You can be sure that if you set up CI for citations to Science, Nature, etc. that many authors will then take care to include more references to these journals which will help to ensure better coverage of the literature.

Briefly then, I would strongly urge the adoption of your proposal 3 (perhaps now confined to CC journals) on a field of 5 or ten source journals, like Science, Nature, PNAS.... I would defer extending the field to specialty journals like Genetics until we can judge the utility of this first result. However, there is nothing strongly against doing this now.

I am sorry this is such a disorganized letter; your own was rather complex, and I may not have understood it all on the first 2 or 3 readings.  My 3rd and 4th paragraphs may be beating a dead horse, if the suggestions to which they refer are future intentions, not immediate proposals.  If I take time to patch this letter up, it will be another month before you see it.

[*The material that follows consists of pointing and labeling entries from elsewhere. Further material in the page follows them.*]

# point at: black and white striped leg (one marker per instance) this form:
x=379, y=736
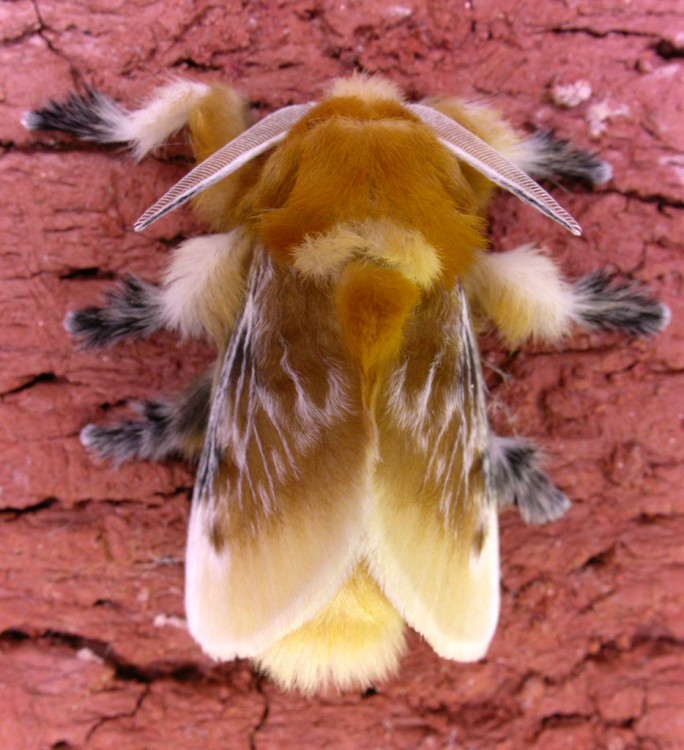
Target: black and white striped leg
x=174, y=427
x=517, y=479
x=134, y=310
x=602, y=303
x=91, y=117
x=551, y=157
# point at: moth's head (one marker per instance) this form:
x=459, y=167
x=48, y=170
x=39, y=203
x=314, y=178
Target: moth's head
x=362, y=153
x=361, y=156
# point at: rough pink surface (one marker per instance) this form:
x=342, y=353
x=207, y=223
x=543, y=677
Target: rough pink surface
x=589, y=649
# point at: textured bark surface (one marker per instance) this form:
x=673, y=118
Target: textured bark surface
x=589, y=649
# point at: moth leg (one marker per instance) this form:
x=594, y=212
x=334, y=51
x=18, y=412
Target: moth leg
x=134, y=310
x=93, y=116
x=602, y=302
x=172, y=427
x=523, y=292
x=517, y=479
x=544, y=156
x=201, y=295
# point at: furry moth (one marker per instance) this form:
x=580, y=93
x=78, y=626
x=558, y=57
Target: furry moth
x=348, y=482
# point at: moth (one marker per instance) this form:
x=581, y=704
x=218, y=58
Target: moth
x=348, y=480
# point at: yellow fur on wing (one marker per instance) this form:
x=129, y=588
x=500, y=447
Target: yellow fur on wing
x=355, y=641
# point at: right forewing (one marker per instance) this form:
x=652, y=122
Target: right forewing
x=283, y=484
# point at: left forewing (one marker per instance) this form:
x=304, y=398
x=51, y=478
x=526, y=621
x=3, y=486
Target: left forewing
x=433, y=534
x=280, y=504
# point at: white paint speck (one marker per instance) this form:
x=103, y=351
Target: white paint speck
x=571, y=95
x=172, y=621
x=86, y=654
x=599, y=114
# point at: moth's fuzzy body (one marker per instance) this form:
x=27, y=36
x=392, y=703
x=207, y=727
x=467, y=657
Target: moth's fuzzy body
x=348, y=480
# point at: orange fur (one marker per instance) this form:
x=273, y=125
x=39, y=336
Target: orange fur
x=373, y=304
x=351, y=160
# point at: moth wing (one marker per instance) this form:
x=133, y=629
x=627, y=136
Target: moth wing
x=433, y=534
x=283, y=485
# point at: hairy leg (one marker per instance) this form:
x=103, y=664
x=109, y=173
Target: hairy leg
x=517, y=479
x=134, y=310
x=171, y=427
x=524, y=294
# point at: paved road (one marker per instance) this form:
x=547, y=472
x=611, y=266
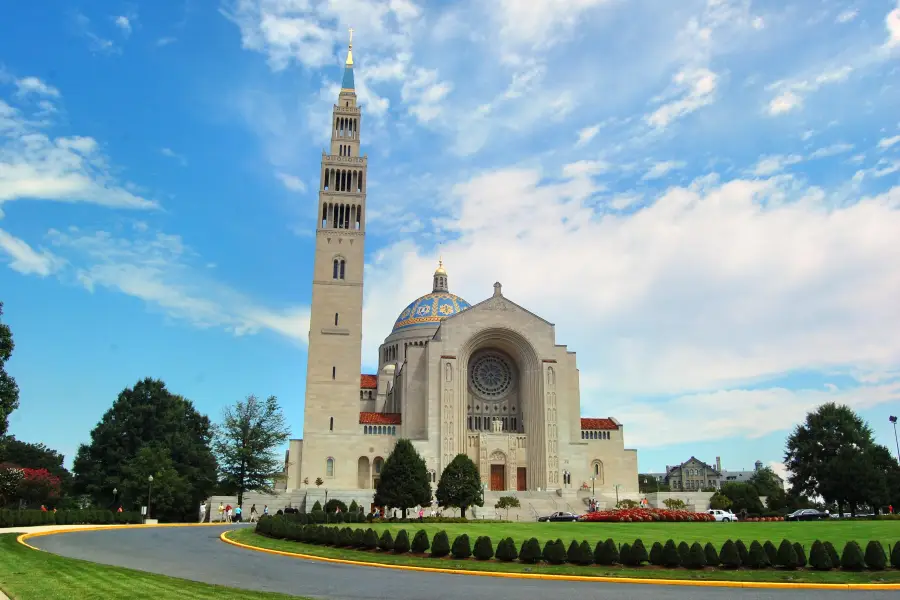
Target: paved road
x=197, y=553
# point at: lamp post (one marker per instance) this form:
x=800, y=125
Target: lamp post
x=149, y=493
x=893, y=420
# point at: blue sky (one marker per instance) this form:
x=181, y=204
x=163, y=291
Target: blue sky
x=703, y=196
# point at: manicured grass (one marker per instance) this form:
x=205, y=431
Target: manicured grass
x=836, y=532
x=250, y=537
x=27, y=574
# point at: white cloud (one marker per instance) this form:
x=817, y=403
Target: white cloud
x=291, y=182
x=661, y=169
x=696, y=88
x=586, y=135
x=885, y=143
x=25, y=259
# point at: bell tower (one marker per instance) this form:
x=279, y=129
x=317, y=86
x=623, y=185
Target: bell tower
x=335, y=329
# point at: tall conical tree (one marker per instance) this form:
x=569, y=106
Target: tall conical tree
x=404, y=479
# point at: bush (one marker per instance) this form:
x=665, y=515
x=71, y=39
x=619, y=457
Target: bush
x=606, y=553
x=531, y=551
x=555, y=552
x=420, y=543
x=833, y=555
x=757, y=558
x=671, y=557
x=852, y=557
x=801, y=554
x=696, y=558
x=730, y=557
x=819, y=558
x=401, y=544
x=638, y=554
x=786, y=557
x=461, y=547
x=506, y=550
x=440, y=545
x=484, y=549
x=656, y=554
x=712, y=557
x=370, y=539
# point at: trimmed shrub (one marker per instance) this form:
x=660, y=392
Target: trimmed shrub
x=531, y=551
x=757, y=558
x=743, y=553
x=730, y=557
x=786, y=557
x=819, y=558
x=852, y=557
x=401, y=544
x=586, y=557
x=555, y=552
x=712, y=557
x=506, y=550
x=606, y=553
x=440, y=545
x=638, y=553
x=420, y=543
x=801, y=554
x=484, y=549
x=671, y=557
x=875, y=557
x=656, y=554
x=696, y=558
x=462, y=548
x=833, y=555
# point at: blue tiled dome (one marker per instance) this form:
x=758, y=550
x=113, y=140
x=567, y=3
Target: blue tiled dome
x=430, y=309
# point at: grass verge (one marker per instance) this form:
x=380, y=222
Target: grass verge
x=251, y=538
x=27, y=574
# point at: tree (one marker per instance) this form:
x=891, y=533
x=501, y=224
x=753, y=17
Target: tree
x=460, y=485
x=9, y=391
x=404, y=481
x=177, y=437
x=245, y=444
x=811, y=452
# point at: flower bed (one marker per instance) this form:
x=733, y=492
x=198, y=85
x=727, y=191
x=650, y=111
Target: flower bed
x=645, y=515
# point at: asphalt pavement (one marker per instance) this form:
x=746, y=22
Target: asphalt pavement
x=196, y=553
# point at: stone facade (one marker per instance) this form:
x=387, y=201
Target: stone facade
x=488, y=380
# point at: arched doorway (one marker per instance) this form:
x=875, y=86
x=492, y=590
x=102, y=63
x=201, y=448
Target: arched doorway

My main aim, as you know, is to encourage you to get on with the work as simply and straightforwardly as possible.  If it works out as well as it must, you should have little concern for enthusiastic support for your own research using CI.

Yours sincerely,

Joshua Lederberg

PS:
I have to check what day CC comes in to the Dean's office here. I know there has been great interest, and you should be getting a sizable subscription order soon.  We have a little trouble working out how to do the bookkeeping on billing the individual subscribers, who may have different accounts to pay from.

The reprint you asked for is on the way.

My Stockholm lecture will appear in Science in due course;  I did not give it until last May, while Beadle and Tatum discharged their obligation during the festival last December.  The article in Angew. Chemie was the same piece; someone there translated it for me.  I will save a reprint for you - did you want the bibliography now for your own purposes?